If you’re writing the long-running code yourself: implement the reporter first, before the logic. The reporter is not optional polish — it is how you know your code works.


This is the simplest implementation that satisfies the checklist. Copy it, adapt it, ship it.

The Interface

interface ProgressReporter {
  tick(done: number, total: number, label?: string): void;
  rate(): number;       // items per second
  eta(): number | null; // seconds remaining, or null if unknown
  finish(): void;
}

The Ticker Pattern (TypeScript/Node.js)

import { performance } from 'perf_hooks';

class ProgressReporter {
  private startMs: number;
  private lastTickMs: number;
  private lastDone: number;
  private intervalMs: number;
  private timer: NodeJS.Timeout | null = null;

  constructor(private tickIntervalMs = 5000) {
    this.startMs = performance.now();
    this.lastTickMs = this.startMs;
    this.lastDone = 0;
  }

  // Call this after every meaningful unit of work.
  // For bulk operations, call every N items rather than every item.
  tick(done: number, total: number, label = '') {
    const now = performance.now();
    const elapsed = (now - this.startMs) / 1000;
    const intervalElapsed = (now - this.lastTickMs) / 1000;

    if (intervalElapsed < this.tickIntervalMs / 1000) return; // throttle

    const rate = (done - this.lastDone) / intervalElapsed;
    const remaining = total > 0 ? (total - done) / (rate || 1) : null;
    const pct = total > 0 ? ((done / total) * 100).toFixed(1) : '?';
    const etaStr = remaining != null ? `ETA ${fmtSecs(remaining)}` : 'ETA unknown';

    process.stderr.write(
      `[${new Date().toISOString()}] ${pct}% | ${done}/${total} | ` +
      `${rate.toFixed(1)}/s | ${etaStr}${label ? ' | ' + label : ''}\n`
    );

    this.lastTickMs = now;
    this.lastDone = done;
  }

  // Use this for operations where you don't know total or can't call tick() reliably.
  // Emits a heartbeat so you can tell the process is alive.
  startHeartbeat(intervalMs = 5000, getMessage: () => string) {
    this.timer = setInterval(() => {
      process.stderr.write(`[${new Date().toISOString()}] alive: ${getMessage()}\n`);
    }, intervalMs);
  }

  stopHeartbeat() {
    if (this.timer) {
      clearInterval(this.timer);
      this.timer = null;
    }
  }

  finish() {
    this.stopHeartbeat();
    const elapsed = (performance.now() - this.startMs) / 1000;
    process.stderr.write(`[${new Date().toISOString()}] done in ${fmtSecs(elapsed)}\n`);
  }
}

function fmtSecs(s: number): string {
  if (s < 60) return `${s.toFixed(0)}s`;
  if (s < 3600) return `${Math.floor(s / 60)}m${Math.floor(s % 60)}s`;
  return `${Math.floor(s / 3600)}h${Math.floor((s % 3600) / 60)}m`;
}

Usage

const reporter = new ProgressReporter(5000); // report every 5 seconds at most

for (let i = 0; i < files.length; i++) {
  await processFile(files[i]);
  reporter.tick(i + 1, files.length, files[i]);
}

reporter.finish();

For operations where you truly cannot call tick() in a loop — e.g., waiting on a single long database query — use the heartbeat:

reporter.startHeartbeat(5000, () => `query running, ${db.stats()}`);
const result = await db.query(heavySQL);
reporter.stopHeartbeat();

stderr vs stdout

Always write progress to stderr, not stdout. Stdout is data. Stderr is status. This matters when:

The one exception: interactive TUI applications that own the terminal and render progress in-place using ANSI escape codes. That’s a deliberate choice, not a default.
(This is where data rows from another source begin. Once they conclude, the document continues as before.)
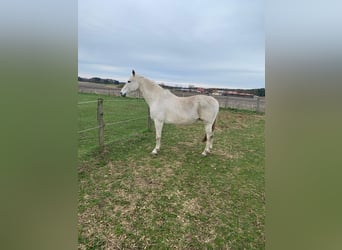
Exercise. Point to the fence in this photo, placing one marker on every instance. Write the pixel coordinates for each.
(255, 104)
(103, 126)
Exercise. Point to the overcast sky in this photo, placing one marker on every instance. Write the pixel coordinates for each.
(218, 43)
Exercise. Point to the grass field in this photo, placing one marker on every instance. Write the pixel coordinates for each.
(129, 199)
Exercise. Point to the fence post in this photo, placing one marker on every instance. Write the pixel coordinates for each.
(149, 120)
(100, 121)
(258, 104)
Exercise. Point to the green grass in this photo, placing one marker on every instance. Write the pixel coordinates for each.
(177, 199)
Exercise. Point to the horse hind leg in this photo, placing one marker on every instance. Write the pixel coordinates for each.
(209, 136)
(159, 126)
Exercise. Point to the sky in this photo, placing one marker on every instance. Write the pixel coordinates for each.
(209, 43)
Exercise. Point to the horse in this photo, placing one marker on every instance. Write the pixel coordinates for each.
(166, 107)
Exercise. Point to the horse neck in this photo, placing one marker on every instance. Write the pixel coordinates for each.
(150, 90)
Every serious long-running tool implements progress visibility. Study these before building your own.

rsync —progress

rsync -av --progress source/ dest/

Key elements: bytes transferred, percentage, rate in MB/s, time, transfer count, files remaining. Everything you need to know about the operation at a glance.

rsync -av --info=progress2 source/ dest/

--info=progress2 gives whole-operation progress instead of per-file. Use it when you have many small files and don’t need per-file detail.

git clone

git clone https://github.com/large/repo

Git reports phase transitions (enumerate → count → compress → receive → resolve), percentage within each phase, bytes transferred, and rate. It also writes progress to stderr, leaving stdout clean for scripting.

docker build

docker build -t myimage .

Docker numbers each step, reports cache hits, and shows transfer rates for layer pulls. The step numbers alone are enough to know where you are. This is the “phase reporting” pattern — useful when your operation has distinct phases rather than a uniform loop.

pv (Pipe Viewer)

pv is a Unix tool that fits into any pipeline and adds progress visibility to any byte stream:

tar czf - /data | pv -s $(du -sb /data | cut -f1) | aws s3 cp - s3://bucket/backup.tar.gz

pv reports bytes passed, elapsed time, rate, percentage (if you give it -s total_bytes), and ETA. It is a complete progress reporter for any stream-based operation. Reach for it before writing your own byte-counting code.

tqdm (Python)

from tqdm import tqdm

for item in tqdm(items, desc="processing", unit="file"):
    process(item)

tqdm wraps any iterable and adds a progress bar to stderr with elapsed time, rate, and ETA. It handles all the throttling and terminal width calculation. In Python, there is almost never a reason to write a manual progress reporter — just wrap your iterator.

The pattern these share

All of these tools follow the same structure:

  1. Track start time.
  2. Track items done and items total.
  3. Compute rate = (items done in last interval) / (interval seconds).
  4. Emit to stderr at a fixed interval, not on every item.
  5. Show: done, total or fraction, rate, ETA.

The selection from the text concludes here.